Kodjoe and Mbatha-Raw: if only they were better looking |
It’s tough on a new show when high expectations aren’t immediately met in the ratings. That challenge seems to be dogging Undercovers right now.
I was on the set of the NBC series in Burbank last week. The fourth episode airs tonight at 8 p.m. on NBC and Citytv. I wrote about co-star Boris Kodjoe’s fight to keep the show on the air for the Canadian Press this week. You can read the full story here.
Kodjoe, who was a tennis star in his college days, is not about to take the low ratings lying down. He seemed to be lobbying for a time change for his series, which opened to 8.7 million viewers in September but slipped to 7.2 million the next week. He was friendly but defiant as we chatted in his trailer on the Warner Bros. studio lot. Undercovers shoots on sound stages 20 and 27A. The latter has quite a list of successful former tenants, including Cold Case, Fantasy Island, Kung Fu, the last few seasons of Bonanza and, going way back to the ’50s, Hawaiian Eye. Feature films such as Batman and Robin, Mildred Pierce and two versions of A Star is Born also shot on Stage 27, which dates back to 1935. The info is all there on a plaque beside the stage’s giant elephant doors.
When I visited the set last Thursday, Kodjoe and co-stars Gugu Mbatha-Raw and Gerard McRaney were locked in a scene on Stage 20. That’s where the Bloom Catering set stands. It’s a cool set, with the large kitchen area alive with propane stove tops and dry ice to simulate rising steam. Tons of food, both fake and real, are on the shelves.
The three actors were in a scene shot in a dimly-lit back room set up just behind the Bloom Catering kitchen area. (The cover for the husband-and-wife spies is that they are in the catering business.) McRaney, playing peeved as usual, was spitting out orders.
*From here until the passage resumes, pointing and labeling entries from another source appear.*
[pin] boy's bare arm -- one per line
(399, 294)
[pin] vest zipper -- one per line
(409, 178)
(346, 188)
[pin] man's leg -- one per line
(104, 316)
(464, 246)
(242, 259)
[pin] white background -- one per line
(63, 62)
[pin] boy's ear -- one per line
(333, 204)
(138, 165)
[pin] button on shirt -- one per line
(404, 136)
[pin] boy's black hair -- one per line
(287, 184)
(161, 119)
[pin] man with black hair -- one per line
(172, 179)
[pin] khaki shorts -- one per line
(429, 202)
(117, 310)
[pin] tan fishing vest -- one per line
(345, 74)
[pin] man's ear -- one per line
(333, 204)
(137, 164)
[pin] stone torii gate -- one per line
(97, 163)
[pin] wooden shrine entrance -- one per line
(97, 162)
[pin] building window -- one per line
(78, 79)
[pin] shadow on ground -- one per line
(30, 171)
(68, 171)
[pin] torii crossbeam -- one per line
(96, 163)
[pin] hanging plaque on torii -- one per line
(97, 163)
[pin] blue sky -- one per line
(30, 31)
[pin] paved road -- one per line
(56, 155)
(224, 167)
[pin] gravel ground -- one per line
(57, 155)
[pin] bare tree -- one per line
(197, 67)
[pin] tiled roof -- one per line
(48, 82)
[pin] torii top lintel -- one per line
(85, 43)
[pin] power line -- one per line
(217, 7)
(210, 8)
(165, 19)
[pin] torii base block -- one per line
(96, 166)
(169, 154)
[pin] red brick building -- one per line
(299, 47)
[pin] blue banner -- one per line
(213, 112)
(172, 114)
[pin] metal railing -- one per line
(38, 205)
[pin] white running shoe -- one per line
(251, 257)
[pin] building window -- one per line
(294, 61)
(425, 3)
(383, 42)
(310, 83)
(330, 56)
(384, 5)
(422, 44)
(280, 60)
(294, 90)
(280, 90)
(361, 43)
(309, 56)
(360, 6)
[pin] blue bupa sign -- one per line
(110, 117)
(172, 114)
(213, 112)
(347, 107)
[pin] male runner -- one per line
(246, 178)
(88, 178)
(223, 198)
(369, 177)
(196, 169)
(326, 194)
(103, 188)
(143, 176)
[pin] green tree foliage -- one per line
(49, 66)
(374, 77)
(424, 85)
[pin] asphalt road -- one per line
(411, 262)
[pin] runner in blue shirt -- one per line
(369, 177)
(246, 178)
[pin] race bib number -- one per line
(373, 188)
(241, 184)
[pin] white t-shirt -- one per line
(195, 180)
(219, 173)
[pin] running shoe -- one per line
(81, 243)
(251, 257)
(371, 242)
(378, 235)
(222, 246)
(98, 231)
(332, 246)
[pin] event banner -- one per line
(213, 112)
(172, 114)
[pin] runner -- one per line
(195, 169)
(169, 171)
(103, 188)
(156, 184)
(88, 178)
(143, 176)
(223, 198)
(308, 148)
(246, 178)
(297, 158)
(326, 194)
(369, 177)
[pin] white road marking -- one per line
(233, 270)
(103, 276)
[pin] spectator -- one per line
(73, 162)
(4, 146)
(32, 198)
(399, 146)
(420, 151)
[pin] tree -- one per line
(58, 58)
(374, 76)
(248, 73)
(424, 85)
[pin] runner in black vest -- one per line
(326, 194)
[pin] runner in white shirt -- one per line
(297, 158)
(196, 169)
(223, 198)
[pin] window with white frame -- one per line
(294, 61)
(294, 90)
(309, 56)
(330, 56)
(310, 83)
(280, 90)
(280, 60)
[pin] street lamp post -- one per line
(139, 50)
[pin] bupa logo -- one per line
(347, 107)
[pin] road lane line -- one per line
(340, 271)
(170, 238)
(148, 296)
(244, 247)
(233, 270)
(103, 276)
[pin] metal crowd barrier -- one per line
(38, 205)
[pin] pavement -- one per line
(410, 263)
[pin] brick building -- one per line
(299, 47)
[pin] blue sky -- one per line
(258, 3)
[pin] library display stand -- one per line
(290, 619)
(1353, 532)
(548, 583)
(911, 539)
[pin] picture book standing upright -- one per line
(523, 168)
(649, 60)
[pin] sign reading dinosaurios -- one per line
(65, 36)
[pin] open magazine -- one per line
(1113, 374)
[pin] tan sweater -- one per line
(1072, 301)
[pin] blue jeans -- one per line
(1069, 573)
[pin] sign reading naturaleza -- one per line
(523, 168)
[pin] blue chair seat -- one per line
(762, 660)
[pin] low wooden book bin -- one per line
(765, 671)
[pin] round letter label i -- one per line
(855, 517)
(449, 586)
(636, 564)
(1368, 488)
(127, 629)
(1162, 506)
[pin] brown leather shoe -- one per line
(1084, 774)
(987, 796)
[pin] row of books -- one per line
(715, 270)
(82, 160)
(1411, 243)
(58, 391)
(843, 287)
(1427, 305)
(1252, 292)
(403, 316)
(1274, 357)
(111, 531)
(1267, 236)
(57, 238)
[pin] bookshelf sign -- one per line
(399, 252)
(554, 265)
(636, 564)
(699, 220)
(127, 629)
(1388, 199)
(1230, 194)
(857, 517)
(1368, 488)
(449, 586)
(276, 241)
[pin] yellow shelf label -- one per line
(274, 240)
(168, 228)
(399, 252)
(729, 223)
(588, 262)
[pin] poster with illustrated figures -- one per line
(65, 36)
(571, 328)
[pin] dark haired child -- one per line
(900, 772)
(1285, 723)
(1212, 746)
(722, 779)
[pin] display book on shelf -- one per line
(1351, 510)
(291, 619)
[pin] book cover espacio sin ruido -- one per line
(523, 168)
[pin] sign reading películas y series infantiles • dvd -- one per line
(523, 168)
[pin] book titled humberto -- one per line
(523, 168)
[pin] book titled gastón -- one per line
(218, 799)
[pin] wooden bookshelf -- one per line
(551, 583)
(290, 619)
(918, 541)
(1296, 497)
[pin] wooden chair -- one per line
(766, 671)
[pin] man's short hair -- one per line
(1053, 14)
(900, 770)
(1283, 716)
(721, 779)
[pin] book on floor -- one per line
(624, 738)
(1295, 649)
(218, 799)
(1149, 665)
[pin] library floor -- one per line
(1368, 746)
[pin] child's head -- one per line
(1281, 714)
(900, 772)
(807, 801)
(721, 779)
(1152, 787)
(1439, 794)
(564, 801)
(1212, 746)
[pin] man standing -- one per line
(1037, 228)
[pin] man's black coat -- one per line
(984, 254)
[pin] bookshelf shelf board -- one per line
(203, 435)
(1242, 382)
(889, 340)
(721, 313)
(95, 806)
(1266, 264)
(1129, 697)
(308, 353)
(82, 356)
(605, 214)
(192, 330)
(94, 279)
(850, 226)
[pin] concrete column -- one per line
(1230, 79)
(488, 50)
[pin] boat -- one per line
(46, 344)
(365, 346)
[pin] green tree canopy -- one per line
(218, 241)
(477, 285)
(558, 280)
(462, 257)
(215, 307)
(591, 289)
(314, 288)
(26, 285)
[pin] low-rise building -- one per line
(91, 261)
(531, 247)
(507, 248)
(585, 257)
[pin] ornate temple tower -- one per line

The scene was shot again and again until the director and crew were happy with the take.
It was around 8 p.m. when everybody broke for lunch. Kodjoe said he knew headlining an hour-long drama would be a marathon from his previous series, Soul Food, a Showtime production shot in Toronto.
Soul Food shot four seasons on T.O. but never aired in Canada. Kodjoe says the cast used to gather in a bar on King Street that had a grey market satellite dish just so they could watch their own series. The 37-year-old actor loves Toronto and says he would live there now “if it wasn’t so far north.” There’s diversity in
Mbatha-Raw’s trailer is right next to Kodjoe’s. She is as pretty in person as she is on the series. The actors were shooting the 10th episode the day I visited the set and the long hours and days were getting to both leads. Mbatha-Raw says future episodes are fun, however. “It starts to get more intriguing as we go along,” she says. “Samantha’s still harbouring a few secrets. She hasn’t been entirely honest with her husband.”
As for her name, “Gugu,” it is South African and short for Gugulethu, which means, “our pride.”
One of those future episodes, the eighth, finds the two handcuffed to each other for much of the hour. Mbatha-Raw says this was a challenge given that Kodjoe is exactly a foot taller. Look for the episode in three weeks–although, if Kodjoe gets his wish, NBC may have moved this series to a new night and time by then.